Friday, December 7, 2007

Microfinance and extreme poverty

Poverty in Africa remains high. Microfinance can play a role, but does not yet live up to expectations. Why not? This is a field on its own, but here is a starter: Much more needs to be done on linking microfinance to the financial sector, on providing a proper regulatory environment, on raising awareness and understanding and on flexible product design.

Poverty in Africa
The share of the very poor in Africa remain persistently high at around 41% of the population . According to the World Bank they are even increasing in some countries such as South Africa. Providing a safety net through the provision of social grants is one strategy, but has the drawback of creating dependencies, perverse incentives and does not offer a real long-term solution to poverty.

According to the IMF, there is sufficient evidence that Africa's poor, particularly those in the rural sector, value both deposit and credit facilities. Believing that poor people may also be creative and entrepreneurial, one suggested way to escape from the poverty trap is to provide the poor with access to credit.

Microfinance as an option
Using micro finance institutions (MFIs) as a poverty alleviation strategy does hold some promise, but it is no silver bullet. Poverty remains a multidimensional challenge.

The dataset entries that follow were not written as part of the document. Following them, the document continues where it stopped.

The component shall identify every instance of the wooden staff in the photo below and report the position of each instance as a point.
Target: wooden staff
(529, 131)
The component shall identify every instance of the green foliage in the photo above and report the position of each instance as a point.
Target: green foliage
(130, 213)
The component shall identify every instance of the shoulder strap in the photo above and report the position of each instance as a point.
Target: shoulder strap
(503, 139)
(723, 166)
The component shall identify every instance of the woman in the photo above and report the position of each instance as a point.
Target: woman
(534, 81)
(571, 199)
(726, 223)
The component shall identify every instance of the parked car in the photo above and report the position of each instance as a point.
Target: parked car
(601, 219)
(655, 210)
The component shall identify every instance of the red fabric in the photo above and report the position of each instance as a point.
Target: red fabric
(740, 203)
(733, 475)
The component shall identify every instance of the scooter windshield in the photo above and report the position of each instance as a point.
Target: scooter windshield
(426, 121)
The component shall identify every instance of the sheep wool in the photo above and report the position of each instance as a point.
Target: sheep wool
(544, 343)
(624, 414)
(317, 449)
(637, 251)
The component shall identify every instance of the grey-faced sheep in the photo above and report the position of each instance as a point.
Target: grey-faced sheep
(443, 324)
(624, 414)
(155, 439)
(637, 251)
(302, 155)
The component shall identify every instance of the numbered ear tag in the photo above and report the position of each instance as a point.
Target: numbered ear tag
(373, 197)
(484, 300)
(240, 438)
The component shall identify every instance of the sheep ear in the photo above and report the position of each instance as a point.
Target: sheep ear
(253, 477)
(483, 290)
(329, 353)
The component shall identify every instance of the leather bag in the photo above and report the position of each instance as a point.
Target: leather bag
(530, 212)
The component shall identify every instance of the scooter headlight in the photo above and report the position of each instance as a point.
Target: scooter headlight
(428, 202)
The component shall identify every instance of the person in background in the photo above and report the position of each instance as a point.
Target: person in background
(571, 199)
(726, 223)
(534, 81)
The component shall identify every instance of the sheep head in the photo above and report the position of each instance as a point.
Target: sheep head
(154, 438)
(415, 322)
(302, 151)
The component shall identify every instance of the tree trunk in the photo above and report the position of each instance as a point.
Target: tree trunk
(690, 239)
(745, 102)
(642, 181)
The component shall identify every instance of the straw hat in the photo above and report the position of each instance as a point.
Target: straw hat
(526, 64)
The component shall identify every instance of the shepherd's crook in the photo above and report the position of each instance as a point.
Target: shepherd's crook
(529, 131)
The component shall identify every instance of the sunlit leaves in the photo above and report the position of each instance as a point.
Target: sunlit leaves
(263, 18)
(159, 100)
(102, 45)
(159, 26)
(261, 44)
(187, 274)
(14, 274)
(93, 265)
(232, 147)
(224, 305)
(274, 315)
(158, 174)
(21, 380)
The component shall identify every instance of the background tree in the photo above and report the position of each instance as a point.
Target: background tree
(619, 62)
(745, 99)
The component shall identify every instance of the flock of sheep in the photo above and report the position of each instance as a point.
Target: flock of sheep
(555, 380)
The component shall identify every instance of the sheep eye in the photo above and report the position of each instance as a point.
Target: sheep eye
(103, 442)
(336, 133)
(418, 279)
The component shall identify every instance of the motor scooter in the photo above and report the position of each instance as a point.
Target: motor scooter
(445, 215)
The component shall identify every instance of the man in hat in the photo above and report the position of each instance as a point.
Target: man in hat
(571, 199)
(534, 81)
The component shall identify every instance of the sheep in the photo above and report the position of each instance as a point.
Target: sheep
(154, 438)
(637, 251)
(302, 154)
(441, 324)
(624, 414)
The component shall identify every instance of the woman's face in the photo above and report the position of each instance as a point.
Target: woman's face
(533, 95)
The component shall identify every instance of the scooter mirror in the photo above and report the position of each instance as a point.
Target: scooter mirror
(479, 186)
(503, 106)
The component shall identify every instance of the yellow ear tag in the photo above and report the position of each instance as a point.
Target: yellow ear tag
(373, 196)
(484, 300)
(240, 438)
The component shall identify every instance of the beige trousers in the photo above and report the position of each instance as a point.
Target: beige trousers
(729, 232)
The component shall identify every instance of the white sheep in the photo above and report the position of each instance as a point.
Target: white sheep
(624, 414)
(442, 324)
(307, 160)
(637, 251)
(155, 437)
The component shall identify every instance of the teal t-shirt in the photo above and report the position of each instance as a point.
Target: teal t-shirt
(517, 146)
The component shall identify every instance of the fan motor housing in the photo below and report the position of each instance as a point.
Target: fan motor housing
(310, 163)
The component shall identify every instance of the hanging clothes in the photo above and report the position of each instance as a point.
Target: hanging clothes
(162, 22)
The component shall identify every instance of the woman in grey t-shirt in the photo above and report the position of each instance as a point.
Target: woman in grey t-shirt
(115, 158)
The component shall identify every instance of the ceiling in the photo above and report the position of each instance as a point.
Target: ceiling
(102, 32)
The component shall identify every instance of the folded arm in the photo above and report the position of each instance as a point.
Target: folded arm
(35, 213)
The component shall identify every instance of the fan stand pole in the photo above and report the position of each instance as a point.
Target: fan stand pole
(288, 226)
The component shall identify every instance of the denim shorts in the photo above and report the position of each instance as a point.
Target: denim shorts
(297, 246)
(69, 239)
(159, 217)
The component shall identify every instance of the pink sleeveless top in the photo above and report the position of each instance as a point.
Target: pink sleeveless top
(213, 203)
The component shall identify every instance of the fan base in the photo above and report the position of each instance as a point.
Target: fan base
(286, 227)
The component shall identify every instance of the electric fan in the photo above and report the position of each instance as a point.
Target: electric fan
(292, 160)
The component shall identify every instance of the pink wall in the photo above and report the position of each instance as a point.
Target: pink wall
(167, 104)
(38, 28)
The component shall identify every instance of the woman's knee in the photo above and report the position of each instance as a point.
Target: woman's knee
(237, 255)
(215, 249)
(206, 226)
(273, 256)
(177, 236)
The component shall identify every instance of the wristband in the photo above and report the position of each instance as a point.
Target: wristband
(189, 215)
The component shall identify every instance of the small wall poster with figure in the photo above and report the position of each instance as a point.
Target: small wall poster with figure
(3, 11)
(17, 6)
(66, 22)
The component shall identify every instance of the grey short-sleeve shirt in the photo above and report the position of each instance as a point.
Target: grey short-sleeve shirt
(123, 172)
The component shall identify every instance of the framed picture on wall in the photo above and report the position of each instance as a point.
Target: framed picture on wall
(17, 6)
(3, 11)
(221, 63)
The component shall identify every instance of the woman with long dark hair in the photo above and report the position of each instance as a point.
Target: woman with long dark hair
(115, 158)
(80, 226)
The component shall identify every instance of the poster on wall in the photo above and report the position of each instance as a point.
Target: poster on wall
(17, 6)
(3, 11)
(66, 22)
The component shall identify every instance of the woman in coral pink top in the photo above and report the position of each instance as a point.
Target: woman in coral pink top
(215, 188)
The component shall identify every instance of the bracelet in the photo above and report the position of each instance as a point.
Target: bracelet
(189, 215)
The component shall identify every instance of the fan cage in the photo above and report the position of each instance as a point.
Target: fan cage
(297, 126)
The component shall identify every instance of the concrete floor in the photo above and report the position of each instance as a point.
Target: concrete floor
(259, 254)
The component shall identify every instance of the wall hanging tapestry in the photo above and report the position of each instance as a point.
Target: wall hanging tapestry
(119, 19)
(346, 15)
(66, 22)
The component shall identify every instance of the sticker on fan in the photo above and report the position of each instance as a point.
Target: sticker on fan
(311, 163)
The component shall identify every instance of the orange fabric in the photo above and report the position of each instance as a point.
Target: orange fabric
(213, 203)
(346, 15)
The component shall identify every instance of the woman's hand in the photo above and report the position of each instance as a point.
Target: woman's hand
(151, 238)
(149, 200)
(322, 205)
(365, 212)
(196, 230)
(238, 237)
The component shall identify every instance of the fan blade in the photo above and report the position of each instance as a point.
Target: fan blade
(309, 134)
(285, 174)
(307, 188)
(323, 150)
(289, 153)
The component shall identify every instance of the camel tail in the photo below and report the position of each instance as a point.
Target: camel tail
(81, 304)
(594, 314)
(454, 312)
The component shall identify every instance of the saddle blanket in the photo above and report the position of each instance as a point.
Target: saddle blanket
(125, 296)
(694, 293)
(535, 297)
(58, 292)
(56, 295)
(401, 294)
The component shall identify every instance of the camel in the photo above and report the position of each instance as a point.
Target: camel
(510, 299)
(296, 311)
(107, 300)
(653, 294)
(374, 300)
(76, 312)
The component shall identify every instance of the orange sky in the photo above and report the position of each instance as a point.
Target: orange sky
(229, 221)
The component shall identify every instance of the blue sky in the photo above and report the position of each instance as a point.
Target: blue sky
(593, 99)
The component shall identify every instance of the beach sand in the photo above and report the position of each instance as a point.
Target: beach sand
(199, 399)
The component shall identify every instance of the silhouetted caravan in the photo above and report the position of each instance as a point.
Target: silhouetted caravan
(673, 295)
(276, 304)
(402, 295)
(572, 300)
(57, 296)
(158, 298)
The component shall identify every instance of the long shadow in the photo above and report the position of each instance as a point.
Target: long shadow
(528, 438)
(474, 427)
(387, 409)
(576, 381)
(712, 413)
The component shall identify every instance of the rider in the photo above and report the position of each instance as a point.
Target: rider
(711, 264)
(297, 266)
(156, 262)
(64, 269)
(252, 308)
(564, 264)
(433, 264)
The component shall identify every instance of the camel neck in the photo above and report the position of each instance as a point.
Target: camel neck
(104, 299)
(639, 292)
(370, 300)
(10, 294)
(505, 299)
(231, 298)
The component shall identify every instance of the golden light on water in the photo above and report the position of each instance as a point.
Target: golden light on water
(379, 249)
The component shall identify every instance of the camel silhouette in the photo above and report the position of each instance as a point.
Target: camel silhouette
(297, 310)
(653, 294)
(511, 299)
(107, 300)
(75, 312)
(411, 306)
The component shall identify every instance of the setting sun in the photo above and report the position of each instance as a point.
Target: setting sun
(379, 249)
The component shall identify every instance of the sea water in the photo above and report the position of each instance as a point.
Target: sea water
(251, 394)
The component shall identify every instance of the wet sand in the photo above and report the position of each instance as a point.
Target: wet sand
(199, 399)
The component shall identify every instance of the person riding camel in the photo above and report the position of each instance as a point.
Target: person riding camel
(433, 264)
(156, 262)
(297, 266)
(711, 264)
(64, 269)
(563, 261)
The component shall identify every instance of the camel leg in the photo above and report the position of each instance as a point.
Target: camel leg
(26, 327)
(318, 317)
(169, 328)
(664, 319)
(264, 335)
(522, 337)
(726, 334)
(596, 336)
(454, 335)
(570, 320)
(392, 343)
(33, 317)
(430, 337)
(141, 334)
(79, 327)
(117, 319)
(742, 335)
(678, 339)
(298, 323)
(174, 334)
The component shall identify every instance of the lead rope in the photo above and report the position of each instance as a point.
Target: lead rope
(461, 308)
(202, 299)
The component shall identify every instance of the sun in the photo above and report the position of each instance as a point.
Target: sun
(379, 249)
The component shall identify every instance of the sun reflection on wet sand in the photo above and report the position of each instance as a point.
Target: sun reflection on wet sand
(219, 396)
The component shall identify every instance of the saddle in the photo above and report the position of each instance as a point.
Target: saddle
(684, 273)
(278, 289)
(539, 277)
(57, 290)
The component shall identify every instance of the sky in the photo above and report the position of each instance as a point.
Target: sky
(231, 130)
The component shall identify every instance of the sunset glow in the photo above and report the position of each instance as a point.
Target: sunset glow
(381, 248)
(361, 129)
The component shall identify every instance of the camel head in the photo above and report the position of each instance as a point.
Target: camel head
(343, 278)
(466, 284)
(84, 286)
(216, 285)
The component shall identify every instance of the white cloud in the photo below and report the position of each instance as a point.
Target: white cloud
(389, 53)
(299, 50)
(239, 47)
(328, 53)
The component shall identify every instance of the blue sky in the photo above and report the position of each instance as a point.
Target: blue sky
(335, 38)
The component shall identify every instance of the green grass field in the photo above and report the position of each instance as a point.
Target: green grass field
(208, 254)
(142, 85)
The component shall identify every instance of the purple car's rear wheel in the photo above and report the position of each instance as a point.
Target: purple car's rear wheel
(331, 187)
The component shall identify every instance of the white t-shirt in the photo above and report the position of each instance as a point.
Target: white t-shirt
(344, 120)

Does microfinance work in Africa? According to a report from the Micro Finance Information Exchange, micro credit growth is slow while growth in saving services are very high. This obviously falls short of implementing the idea of ignite Africa's entrepreneurial spirit through the provision of credit.

What needs to be done to improve micro financing?

According to the IMF: Linkages to the formal banking system are important. MFIs rely on banks for a variety of services, including deposit facilities, liquidity management services, and, in some cases, emergency credit lines to cover cash shortfalls. For banks, the benefits are the opportunity to expand their client base through MFIs, and to expand their operations through the network of MFIs (including in the rural sector). The linkages between MFIs and banks also help to strengthen the linkages more broadly between the economic activities in the formal and informal sectors of the economy, and provide opportunities for small entrepreneurs to graduate from micro credit to conventional bank loans.

In addition, NGOs and donors are important to provide support and best practice and governments to provide regulatory frameworks.

According to the Africa Micro Finance Network: Microfinance must be accommodated as part of the macro financial sector; Microfinance must be viewed as financial sector component and not as poverty or development program; Country level networks need to define framework for appropriate systems, effective and sustainable financial services; Donors should focus on microfinance sector as a whole, and not emphasize only on the strongest MFIs; Linkages with formal financial institutions must be increased to better serve the low income population; Appropriate vision that translates into reality thus impacting microfinance outreach in Africa needs to be developed; Information exchange across networks should be increased

According to an article on Voxeu more flexible is needed in the design of debt products: Being poor is not just about having too little income. It is about having insecure income...Contrast this with the single most salient fact of micro-finance: nearly all contracts are fixed in their repayment schedules. This mismatch between debt payments and income can create serious distortions...

Increased understanding and awareness of microfinance products has also been raised as a problem for women entrepreneurs in a study done by the IFC, FinMark Trust and DTI as an obstacle in South Africa.